Bermula dari perdebatan politik, akhirnya tercapai kata mufakat untuk melakukan aksi-aksi kongkret. Putusan sejarah jatuh pada Daniel Cohn Bendit sebagai pemimpin. Ia seorang mahasiswa Sorbonne, jurusan sosiologi, usia 23 tahun. Ia warga Negara Jerman, lahir dan dibesarkan di Perancis.”
Kutipan di atas, diambil dari buku berjudul “Pergolakan Mahasiswa Abad ke-20, Kisah Perjuangan Anak-Anak Muda Pemberang” oleh Yozar Anwar.
Kegiatan-kegiatan diskusi di kampus-kampus seperti di ataslah yang merupakan benih-benih lahirnya “Gerakan 22 Maret 1968” yang mencetuskan “Krisis Mei di Perancis”. Gerakan 22 Maret ini menuntut salah satunya pada saat itu adalah menginginkan mereka diizinkan ruang kuliah sebagai tempat diskusi politik dan melawan kehadiran polisi di kampus karena menurut peraturan Perancis, orang-orang yang berpakaian seragam tidak diperkenankan masuk ke halaman universitas.



Sebenarnya dari uraian di atas, saya juga merindukan adanya diskusi-diskusi di halaman-halaman, sudut-sudut kampus, ruang lobi dan ruang-ruang lainnya yang mengkritisi realita di sekeliling kita dan kita hadapi dari yang terdekat dahulu sampai ruang lingkup yang lebih luas.

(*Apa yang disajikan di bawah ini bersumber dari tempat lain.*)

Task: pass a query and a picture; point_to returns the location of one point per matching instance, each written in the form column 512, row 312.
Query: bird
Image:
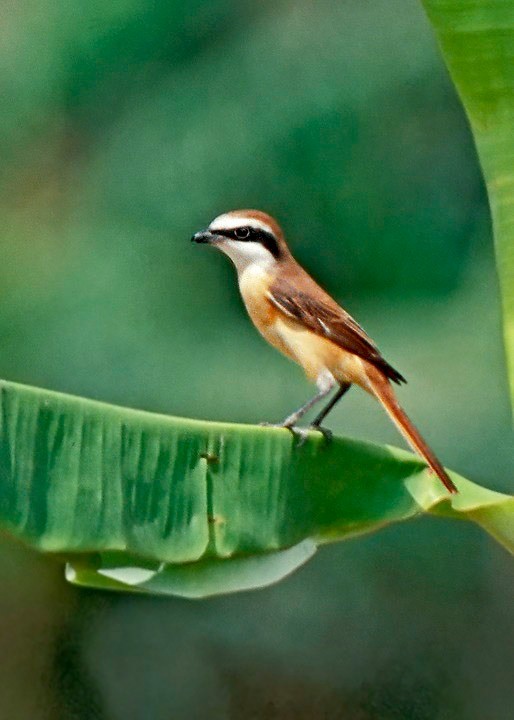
column 296, row 316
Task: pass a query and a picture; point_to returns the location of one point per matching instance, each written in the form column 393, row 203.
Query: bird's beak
column 204, row 236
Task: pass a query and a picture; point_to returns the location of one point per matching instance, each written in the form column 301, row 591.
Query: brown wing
column 324, row 317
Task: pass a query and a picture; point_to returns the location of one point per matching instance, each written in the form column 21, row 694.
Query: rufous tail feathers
column 384, row 393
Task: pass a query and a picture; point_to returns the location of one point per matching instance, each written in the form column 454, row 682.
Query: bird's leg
column 316, row 423
column 292, row 419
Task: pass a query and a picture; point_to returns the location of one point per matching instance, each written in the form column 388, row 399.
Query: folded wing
column 322, row 315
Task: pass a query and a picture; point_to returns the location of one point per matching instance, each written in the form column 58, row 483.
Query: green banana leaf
column 137, row 501
column 477, row 41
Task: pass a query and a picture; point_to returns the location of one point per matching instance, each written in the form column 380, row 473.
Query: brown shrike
column 300, row 319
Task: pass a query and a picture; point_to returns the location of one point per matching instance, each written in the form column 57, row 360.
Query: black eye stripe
column 266, row 239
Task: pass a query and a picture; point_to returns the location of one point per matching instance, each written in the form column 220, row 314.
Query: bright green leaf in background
column 135, row 500
column 477, row 40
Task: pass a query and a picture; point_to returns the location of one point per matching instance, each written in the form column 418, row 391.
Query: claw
column 327, row 434
column 300, row 433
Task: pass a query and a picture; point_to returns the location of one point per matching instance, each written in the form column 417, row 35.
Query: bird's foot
column 300, row 433
column 327, row 434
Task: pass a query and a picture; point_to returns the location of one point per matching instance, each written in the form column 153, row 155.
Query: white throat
column 247, row 255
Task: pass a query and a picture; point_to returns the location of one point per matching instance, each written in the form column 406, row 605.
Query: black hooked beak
column 204, row 236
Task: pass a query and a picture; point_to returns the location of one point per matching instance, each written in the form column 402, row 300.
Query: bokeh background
column 127, row 125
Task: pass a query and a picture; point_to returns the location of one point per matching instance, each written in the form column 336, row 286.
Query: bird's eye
column 242, row 233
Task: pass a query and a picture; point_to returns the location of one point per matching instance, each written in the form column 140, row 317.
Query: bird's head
column 248, row 237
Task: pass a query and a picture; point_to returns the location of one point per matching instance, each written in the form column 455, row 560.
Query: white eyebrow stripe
column 231, row 222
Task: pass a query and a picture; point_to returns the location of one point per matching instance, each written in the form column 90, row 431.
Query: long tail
column 384, row 393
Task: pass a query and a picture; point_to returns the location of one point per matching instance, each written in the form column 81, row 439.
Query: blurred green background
column 125, row 127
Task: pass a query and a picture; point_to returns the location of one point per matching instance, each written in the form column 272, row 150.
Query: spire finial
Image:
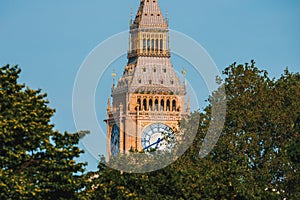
column 184, row 74
column 167, row 16
column 131, row 14
column 114, row 74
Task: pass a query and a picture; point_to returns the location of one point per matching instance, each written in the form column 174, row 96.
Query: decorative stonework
column 149, row 90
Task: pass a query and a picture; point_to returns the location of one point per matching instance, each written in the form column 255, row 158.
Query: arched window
column 153, row 43
column 156, row 104
column 144, row 44
column 174, row 105
column 148, row 44
column 150, row 105
column 168, row 105
column 139, row 103
column 145, row 104
column 162, row 105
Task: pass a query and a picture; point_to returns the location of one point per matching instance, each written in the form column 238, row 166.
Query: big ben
column 149, row 99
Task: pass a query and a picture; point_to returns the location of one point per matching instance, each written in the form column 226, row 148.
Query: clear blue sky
column 50, row 39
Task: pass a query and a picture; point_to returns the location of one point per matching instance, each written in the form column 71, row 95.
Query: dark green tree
column 36, row 162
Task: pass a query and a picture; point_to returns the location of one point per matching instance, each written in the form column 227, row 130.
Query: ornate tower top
column 149, row 15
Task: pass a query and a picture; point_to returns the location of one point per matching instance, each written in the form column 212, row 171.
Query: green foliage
column 256, row 156
column 36, row 162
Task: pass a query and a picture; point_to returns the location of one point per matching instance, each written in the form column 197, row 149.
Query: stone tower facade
column 149, row 97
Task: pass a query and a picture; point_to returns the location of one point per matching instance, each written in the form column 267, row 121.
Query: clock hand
column 157, row 143
column 153, row 144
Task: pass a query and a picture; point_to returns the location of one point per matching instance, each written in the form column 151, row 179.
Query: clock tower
column 149, row 99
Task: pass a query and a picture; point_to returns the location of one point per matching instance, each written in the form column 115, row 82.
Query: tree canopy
column 256, row 157
column 36, row 162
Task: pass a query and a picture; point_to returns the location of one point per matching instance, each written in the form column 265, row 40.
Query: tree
column 36, row 162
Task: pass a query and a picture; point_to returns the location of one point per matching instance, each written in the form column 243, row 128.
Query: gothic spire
column 149, row 15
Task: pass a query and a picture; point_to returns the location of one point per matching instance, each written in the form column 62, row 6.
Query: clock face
column 158, row 136
column 115, row 141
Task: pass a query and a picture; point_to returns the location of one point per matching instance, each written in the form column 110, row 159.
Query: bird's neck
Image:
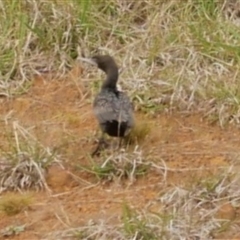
column 111, row 80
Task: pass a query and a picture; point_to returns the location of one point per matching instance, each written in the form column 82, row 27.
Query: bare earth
column 58, row 113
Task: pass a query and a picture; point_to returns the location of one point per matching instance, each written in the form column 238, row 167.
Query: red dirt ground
column 59, row 114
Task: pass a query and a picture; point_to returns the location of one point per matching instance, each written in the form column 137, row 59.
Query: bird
column 112, row 108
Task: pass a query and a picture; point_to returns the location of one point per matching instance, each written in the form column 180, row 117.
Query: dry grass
column 174, row 56
column 12, row 204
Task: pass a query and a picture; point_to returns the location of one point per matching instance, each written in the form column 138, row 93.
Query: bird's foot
column 102, row 144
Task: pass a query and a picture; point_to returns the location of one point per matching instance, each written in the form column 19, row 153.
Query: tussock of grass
column 173, row 56
column 11, row 204
column 138, row 133
column 24, row 165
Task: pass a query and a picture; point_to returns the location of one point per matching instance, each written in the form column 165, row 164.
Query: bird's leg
column 120, row 142
column 102, row 144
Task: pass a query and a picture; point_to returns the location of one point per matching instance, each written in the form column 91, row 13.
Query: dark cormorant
column 112, row 108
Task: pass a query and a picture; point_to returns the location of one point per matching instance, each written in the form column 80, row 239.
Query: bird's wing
column 109, row 107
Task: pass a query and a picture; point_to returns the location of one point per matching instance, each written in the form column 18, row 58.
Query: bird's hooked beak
column 88, row 60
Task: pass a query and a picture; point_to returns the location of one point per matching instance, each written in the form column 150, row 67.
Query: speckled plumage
column 112, row 108
column 114, row 112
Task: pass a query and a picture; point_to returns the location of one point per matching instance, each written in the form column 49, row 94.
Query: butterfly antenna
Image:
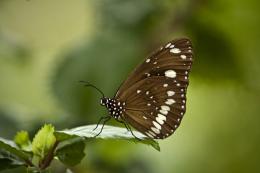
column 87, row 84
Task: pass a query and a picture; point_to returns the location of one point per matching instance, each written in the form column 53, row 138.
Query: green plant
column 67, row 146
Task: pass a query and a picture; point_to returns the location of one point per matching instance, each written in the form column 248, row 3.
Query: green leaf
column 43, row 141
column 8, row 161
column 23, row 141
column 10, row 146
column 109, row 132
column 72, row 152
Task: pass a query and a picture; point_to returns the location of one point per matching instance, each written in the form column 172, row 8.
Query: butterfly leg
column 107, row 118
column 128, row 128
column 100, row 121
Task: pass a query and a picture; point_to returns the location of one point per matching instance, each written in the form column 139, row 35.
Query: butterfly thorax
column 115, row 107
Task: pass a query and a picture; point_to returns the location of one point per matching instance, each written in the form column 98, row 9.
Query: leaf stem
column 49, row 157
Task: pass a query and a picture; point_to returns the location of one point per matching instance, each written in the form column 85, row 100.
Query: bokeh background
column 47, row 46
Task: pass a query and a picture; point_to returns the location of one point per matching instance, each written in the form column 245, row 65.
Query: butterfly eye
column 103, row 101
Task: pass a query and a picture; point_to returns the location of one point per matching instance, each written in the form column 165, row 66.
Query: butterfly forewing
column 155, row 92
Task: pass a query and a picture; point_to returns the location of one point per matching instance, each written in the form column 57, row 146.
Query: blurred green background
column 47, row 46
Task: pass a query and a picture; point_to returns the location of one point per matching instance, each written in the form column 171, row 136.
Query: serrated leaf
column 23, row 141
column 9, row 161
column 72, row 152
column 109, row 132
column 10, row 146
column 43, row 141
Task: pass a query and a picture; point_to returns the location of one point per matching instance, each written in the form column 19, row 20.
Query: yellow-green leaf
column 43, row 141
column 23, row 141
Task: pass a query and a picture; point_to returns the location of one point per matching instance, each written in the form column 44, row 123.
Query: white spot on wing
column 170, row 101
column 168, row 45
column 170, row 73
column 183, row 56
column 155, row 130
column 175, row 50
column 163, row 112
column 160, row 118
column 165, row 85
column 148, row 134
column 167, row 108
column 170, row 93
column 158, row 126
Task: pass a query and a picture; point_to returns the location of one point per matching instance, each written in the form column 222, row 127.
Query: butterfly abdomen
column 115, row 107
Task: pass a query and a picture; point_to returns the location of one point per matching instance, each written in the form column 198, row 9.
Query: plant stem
column 48, row 158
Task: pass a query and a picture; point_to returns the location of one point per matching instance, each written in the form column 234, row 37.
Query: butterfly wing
column 162, row 58
column 155, row 93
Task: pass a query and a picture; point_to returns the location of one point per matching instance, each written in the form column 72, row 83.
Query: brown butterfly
column 153, row 98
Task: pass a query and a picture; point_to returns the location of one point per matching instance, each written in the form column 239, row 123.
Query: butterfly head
column 103, row 101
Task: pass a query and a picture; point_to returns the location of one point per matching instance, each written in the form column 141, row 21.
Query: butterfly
column 153, row 97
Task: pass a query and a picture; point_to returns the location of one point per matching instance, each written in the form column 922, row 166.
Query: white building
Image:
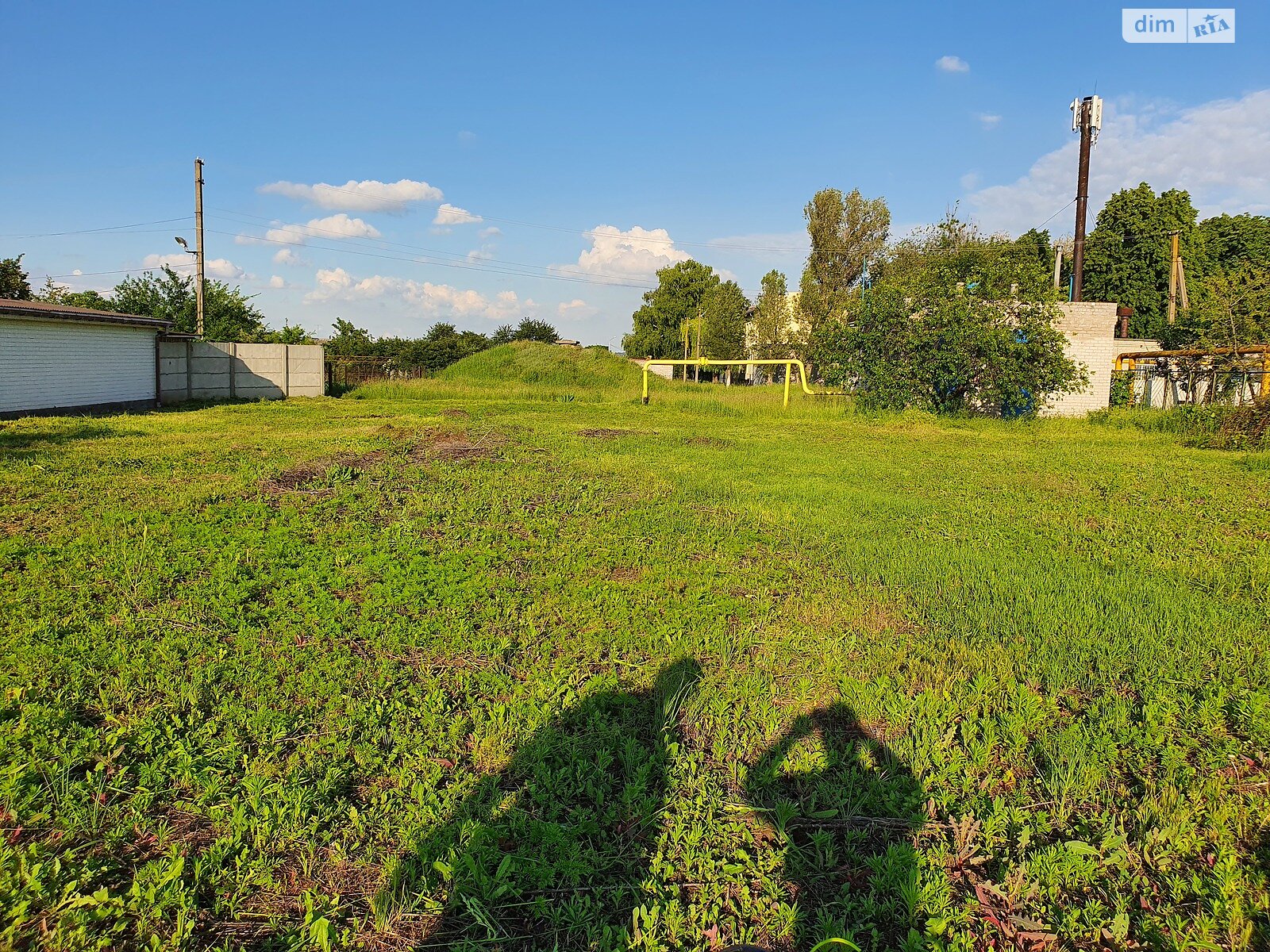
column 67, row 359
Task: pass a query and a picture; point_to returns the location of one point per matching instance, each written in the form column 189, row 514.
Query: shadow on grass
column 550, row 852
column 14, row 436
column 848, row 812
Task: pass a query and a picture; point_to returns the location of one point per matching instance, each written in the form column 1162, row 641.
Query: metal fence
column 347, row 372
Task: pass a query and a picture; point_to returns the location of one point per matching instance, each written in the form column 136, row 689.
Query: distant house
column 67, row 359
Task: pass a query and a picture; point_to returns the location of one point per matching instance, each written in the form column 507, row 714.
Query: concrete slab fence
column 202, row 370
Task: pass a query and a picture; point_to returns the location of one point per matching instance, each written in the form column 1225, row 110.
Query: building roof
column 61, row 313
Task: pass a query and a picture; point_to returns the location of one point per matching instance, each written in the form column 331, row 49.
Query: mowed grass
column 510, row 660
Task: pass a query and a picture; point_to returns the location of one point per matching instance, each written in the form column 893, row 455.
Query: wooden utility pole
column 1086, row 120
column 198, row 243
column 1176, row 278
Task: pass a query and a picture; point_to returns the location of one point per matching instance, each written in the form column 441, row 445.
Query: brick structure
column 1090, row 330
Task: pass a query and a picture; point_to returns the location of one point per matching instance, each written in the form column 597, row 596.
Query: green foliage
column 724, row 309
column 772, row 328
column 228, row 313
column 543, row 365
column 958, row 323
column 289, row 676
column 845, row 232
column 442, row 346
column 1128, row 255
column 14, row 285
column 991, row 267
column 948, row 353
column 531, row 329
column 1235, row 240
column 677, row 298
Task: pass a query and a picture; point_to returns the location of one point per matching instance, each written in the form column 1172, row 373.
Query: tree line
column 952, row 319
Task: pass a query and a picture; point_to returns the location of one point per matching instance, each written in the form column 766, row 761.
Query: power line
column 448, row 264
column 499, row 266
column 97, row 232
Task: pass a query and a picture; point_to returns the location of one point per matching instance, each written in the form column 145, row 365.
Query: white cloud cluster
column 638, row 253
column 334, row 226
column 432, row 300
column 368, row 196
column 1217, row 152
column 219, row 268
column 575, row 310
column 287, row 255
column 454, row 215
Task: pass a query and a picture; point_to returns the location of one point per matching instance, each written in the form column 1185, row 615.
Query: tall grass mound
column 546, row 365
column 1214, row 427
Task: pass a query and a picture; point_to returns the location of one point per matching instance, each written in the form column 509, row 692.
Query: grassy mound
column 522, row 362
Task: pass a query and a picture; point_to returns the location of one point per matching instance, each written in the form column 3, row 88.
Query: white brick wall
column 57, row 363
column 1090, row 329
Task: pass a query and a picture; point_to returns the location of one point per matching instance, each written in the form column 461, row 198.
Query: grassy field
column 510, row 660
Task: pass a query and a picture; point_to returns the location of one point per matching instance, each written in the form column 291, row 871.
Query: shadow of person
column 846, row 812
column 550, row 852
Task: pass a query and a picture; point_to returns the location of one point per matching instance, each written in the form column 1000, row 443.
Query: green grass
column 531, row 666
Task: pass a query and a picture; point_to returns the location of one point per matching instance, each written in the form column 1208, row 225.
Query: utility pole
column 1086, row 120
column 198, row 243
column 1176, row 278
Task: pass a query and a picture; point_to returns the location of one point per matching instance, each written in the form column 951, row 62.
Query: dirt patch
column 318, row 476
column 460, row 448
column 609, row 435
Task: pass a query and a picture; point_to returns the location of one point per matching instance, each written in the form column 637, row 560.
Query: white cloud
column 287, row 255
column 575, row 310
column 432, row 300
column 334, row 226
column 368, row 196
column 1216, row 152
column 219, row 268
column 454, row 215
column 952, row 63
column 638, row 253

Karena dengan adanya ruang-ruang dan bentuk diskusi di ataslah akan tercipta dialektika dan secercah perubahan serta melalui ini juga kita dapat mengaplikasikan ilmu yang kita dapat di kelas masing-masing. Kerinduan ini berangkat dari kondisi-kondisi di kampus kita yang minim sekali adanya ruang-ruang diskusi kritis, walaupun berdasarkan yang saya lihat diskusi yang benar-benar kritis ada “di bawah permukaan tanah” itupun satu dan dua atau jarang tapi lebih baik dari pada tidak ada serta kadangkala beberapa diskusi jauh sekali dari realita terdekat yang kita hadapi, misalnya pengkritisan kenaikan harga sembako yang berdampak pada naiknya harga nasi goreng juga, rokok juga, sewa kosan juga, listrik juga, pe amer dkk miras lain juga kompak naik. Semua juga memberatkan ortu kita toh….. tapi sory dan fakta loh ada yang ga naik malah makin turun yaitu “harga diri hampir seluruh bangsa ini…”
Ini terjadi karena kecendrungan pada saat ini, hampir di seluruh mahasiswa tidak memiliki budaya kritis, yang seharusnya dimiliki oleh mahasiswa dan sesuai dengan Tri Dharma Mahasiswa yaitu: “ Pendidikan, Penelitian, dan Pengabdian terhadap rakyat”
Lunturnya budaya kritis ini juga dapat dilihat di kelas-kelas kuliah betapa sedikitnya mahasiswa bertanya, kalau ada sepenaya orangnya dia-dia juga. Beberapa faktor penyebab lunturnya budaya kritis ini adalah berasal dari media telivisi melalui sinetron-sinetron yang cenderung bersifat tidak mendidik, mengarahkan pada sikap konsumerisme, cinta diri dan terutama mengarahkan pada sikap/pola pikir pengabaian pada realita-realita sekitar kita, pada tujuan akhirnya menjajah pola pikir kita dan dekritisasi, missal: cerita sinetron tidak jauh dari cinta segitiga, orang-orang kaya dan cantik/ganteng yang jarang sekali sinetron menceritakan persoalan-persoalan yang dihadapi orang-orang miskin/tak beruntung yang berjuang hanya berfokus pada bertahan hidup/ mencari makan, tentunya aktor/aktrisnya tidak seganteng/cantik bahkan jauh sekali dari aktor/aktris sinetron kebanyakan.
Dekritisasi bukan hanya terjadi di media telivisi dalam salah satunya melalui sinetron-sinetron tetapi juga di beberapa sekolah dan perguruan tinggi, di mana selama ini kita cenderung kuat diajarkan untuk menghafal teks-teks buku . Oleh karena itu saya sepakat dengan apa yang dikatakan oleh Ira Shor dan Paulo Freire di dalam buku berjudul “ Menjadi Guru Merdeka, Petikan Pengalaman”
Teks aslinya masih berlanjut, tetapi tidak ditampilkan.